Results: Using ECG conditions, deposition of 560 and 900 nm aerosols was low in the MT region of the MT-TB model. Aerosol drug deposition in the G0-G2 and G3-G5 regions increased due to enhanced condensational growth compared to control. CFD-predicted depositions were generally in good agreement with the experimental values.

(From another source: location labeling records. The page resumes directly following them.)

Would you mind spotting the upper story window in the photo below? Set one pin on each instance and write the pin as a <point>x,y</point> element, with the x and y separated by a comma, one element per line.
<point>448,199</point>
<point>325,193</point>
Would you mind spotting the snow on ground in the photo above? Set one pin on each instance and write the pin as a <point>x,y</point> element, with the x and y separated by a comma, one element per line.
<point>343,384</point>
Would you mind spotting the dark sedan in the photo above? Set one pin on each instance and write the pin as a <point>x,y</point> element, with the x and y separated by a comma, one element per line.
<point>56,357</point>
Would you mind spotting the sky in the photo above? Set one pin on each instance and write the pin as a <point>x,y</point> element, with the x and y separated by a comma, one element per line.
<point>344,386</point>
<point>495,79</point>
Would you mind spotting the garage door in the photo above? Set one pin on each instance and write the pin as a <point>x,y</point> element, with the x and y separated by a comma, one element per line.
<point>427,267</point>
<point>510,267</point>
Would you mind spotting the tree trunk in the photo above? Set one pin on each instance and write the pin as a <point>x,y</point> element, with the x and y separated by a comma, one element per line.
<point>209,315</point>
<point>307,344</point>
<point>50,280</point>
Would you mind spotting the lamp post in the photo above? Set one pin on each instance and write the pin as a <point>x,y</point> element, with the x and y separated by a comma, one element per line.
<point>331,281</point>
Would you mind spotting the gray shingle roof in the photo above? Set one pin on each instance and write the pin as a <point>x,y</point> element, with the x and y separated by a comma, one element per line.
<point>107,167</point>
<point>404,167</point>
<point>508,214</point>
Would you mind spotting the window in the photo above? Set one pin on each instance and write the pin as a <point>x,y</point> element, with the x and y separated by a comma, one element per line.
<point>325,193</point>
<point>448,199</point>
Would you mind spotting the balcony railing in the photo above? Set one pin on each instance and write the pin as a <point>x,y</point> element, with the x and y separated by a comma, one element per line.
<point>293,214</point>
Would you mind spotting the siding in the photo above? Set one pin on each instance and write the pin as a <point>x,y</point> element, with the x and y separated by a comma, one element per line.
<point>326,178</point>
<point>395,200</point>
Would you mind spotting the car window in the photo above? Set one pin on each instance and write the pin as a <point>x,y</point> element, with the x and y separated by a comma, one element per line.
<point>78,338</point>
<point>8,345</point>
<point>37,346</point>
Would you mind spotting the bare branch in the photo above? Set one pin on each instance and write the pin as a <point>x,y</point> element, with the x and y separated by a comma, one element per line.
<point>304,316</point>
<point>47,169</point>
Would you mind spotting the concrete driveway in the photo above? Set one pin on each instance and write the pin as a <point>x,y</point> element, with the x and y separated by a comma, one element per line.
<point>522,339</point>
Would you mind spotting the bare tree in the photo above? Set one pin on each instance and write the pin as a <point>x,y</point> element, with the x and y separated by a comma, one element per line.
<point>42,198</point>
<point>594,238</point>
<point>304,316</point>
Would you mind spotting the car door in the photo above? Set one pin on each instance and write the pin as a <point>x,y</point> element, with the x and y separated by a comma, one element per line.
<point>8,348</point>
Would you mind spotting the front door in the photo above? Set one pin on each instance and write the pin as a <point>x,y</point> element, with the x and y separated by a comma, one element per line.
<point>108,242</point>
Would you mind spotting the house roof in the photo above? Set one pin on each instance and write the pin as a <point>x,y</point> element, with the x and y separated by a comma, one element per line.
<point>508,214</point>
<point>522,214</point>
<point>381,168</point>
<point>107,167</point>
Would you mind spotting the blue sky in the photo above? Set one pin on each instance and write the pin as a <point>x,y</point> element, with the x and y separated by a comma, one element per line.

Conclusions: The ECG platform appears to offer an effective method of delivering nano-aerosols through the extrathoracic region, with minimal deposition, to the tracheobronchial airways and beyond. Aerosol deposition is then facilitated as enhanced condensational growth increases particle size. Future studies will investigate the effects of physio-chemical drug properties and realistic inhalation profiles on ECG growth characteristics.

Fig. 1

Geometry used to assess enhanced condensational growth (ECG) consisting of a mouth-throat (MT) and tracheobronchial (TB) regions extending down a single path to respiratory generation G5; and b a dual-flow mouthpiece.

Fig. 2

Predicted relative humidity (RH) conditions for the a control (T_aerosol=21°C and T_humidity=25°C) and b ECG (T_aerosol=21°C and T_humidity=39°C) conditions.

Fig. 3

Predicted droplet trajectories contoured according to diameter for the a control (T_aerosol=21°C and T_humidity=25°C) and b ECG (T_aerosol=21°C and T_humidity=39°C) conditions.

Fig. 4

Initial (in vitro measured) and CFD predictions of exiting polydisperse size distributions for the a 560 nm and b 900 nm aerosols.

Fig. 5

Deposition locations and deposition fractions (DF) of drug mass for an initially 560 nm aerosol and a control (T_aerosol=21°C and T_humidity=25°C) vs. b ECG (T_aerosol=21°C and T_humidity=39°C) conditions. Numerically predicted and experimentally determined deposition fractions are shown for each section considered.

Fig. 6

Comparison of in vitro vs. CFD-predicted deposition fractions (DF) of drug mass on a sectional basis for a MMAD_initial=560 nm and T_humidity=25°C, b MMAD_initial= 560 nm and T_humidity=39°C (ECG), c MMAD_initial=900 nm and T_humidity=25°C, and d MMAD_initial=900 nm and T_humidity=39°C (ECG). The aerosol inlet temperature was 21°C in all cases. The error bars denote +/− one standard deviation.

Fig. 7

CFD results of an improved inlet condition with the aerosol and humidity temperatures both at 39°C for the 900 nm aerosol, presented as a the relative humidity field, b droplet trajectories, c exiting size distributions, and d deposition fraction of drug.